Structure and gas-phase acidity of oxalic acid and its disila derivative. A theoretical study by means of the DFT quantum theoretical method

Abstract

Density functional theory at the B3LYP/6-311 + G* level has been used to study the rotational conformers, gas-phase acidities and vibrational spectra of oxalic and disilaoxalic acid. For oxalic acid the geometry with two five-membered intramolecular hydrogen bonds is calculated to have the lowest energy. In the absence of the stabilizing effect of intramolecular H bonds in disilaoxalic acid (due to the elongation of the M–M distance to 2.35 Å) the most stable conformer corresponds to a rectangular structure making the angle between the two SiOOH groups equal to 90°. The energies calculated for stable conformers lie within 4 kcal mol^–1. Experimental and B3LYP computed geometries of oxalic acid agree well.
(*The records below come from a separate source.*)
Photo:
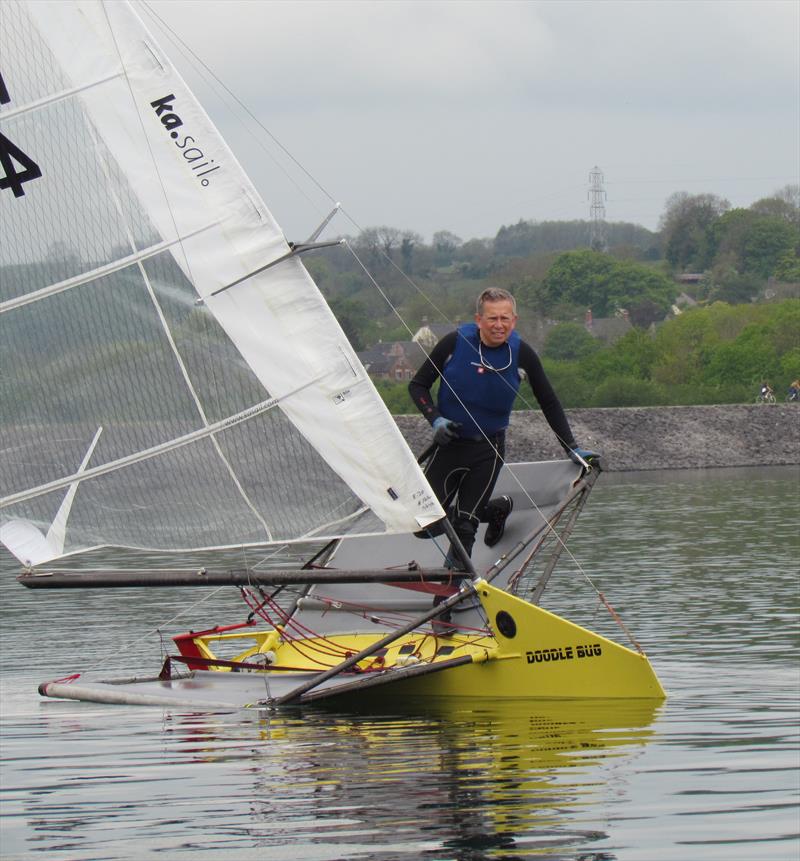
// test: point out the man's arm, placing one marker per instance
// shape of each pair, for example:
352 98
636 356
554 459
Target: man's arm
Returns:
547 398
420 387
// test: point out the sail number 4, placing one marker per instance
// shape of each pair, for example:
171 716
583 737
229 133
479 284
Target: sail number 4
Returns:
18 167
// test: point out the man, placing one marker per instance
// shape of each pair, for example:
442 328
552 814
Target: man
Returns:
480 365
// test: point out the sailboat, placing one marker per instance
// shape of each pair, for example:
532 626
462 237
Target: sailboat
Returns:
174 382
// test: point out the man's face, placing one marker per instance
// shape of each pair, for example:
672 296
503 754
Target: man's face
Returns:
496 322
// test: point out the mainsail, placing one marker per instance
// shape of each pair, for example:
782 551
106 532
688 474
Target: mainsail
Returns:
143 405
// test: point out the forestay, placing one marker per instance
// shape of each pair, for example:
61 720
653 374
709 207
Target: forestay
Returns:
134 415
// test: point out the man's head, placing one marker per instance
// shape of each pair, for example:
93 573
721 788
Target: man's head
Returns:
496 316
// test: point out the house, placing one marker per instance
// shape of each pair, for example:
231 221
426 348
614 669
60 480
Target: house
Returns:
393 360
429 334
607 329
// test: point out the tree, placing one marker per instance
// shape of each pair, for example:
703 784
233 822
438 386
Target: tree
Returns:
686 227
445 245
354 320
588 279
568 342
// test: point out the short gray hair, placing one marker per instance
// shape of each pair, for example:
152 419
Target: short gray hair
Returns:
495 294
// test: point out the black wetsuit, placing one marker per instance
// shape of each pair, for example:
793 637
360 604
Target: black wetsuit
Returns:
463 472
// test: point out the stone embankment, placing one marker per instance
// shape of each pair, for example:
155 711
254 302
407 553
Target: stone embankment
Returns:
634 438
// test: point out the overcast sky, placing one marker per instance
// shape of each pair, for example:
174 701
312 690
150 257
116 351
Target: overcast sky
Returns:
465 116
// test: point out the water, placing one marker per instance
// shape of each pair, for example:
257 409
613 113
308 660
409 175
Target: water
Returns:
703 569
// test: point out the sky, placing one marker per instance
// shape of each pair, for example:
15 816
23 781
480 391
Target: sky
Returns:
466 116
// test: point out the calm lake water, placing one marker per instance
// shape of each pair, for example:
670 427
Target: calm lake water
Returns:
703 568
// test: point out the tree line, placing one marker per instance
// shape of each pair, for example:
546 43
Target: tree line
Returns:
745 282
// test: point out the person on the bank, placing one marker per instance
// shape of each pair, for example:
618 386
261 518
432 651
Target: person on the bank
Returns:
480 365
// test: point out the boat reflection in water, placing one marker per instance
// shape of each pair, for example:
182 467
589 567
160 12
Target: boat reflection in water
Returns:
466 775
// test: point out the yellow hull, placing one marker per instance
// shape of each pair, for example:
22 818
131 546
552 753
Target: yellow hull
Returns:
531 654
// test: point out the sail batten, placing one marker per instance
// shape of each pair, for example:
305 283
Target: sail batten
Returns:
244 419
12 113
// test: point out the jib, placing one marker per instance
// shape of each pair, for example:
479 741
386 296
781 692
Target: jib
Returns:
164 111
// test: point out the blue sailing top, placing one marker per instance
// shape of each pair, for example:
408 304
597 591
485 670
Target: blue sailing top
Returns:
479 383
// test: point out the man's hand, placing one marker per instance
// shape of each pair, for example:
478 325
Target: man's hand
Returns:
579 455
444 430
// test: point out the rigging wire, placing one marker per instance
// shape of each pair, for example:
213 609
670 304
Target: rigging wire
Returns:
186 50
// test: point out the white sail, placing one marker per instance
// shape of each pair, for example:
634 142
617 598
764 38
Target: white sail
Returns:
133 415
Disilaoxalic acid is, according to calculated ionizations of the first and second hydrogen, about 10–25 kcal mol^–1 more acidic than its carboxylic acid analogue. Oxalic and disilaoxalic acid are about 15 and 25 kcal mol^–1 stronger acids than formic and silanoic acid, respectively. Computed vibrational frequencies for oxalic, formic and silanoic acids were on average 1–3% higher than the observed values.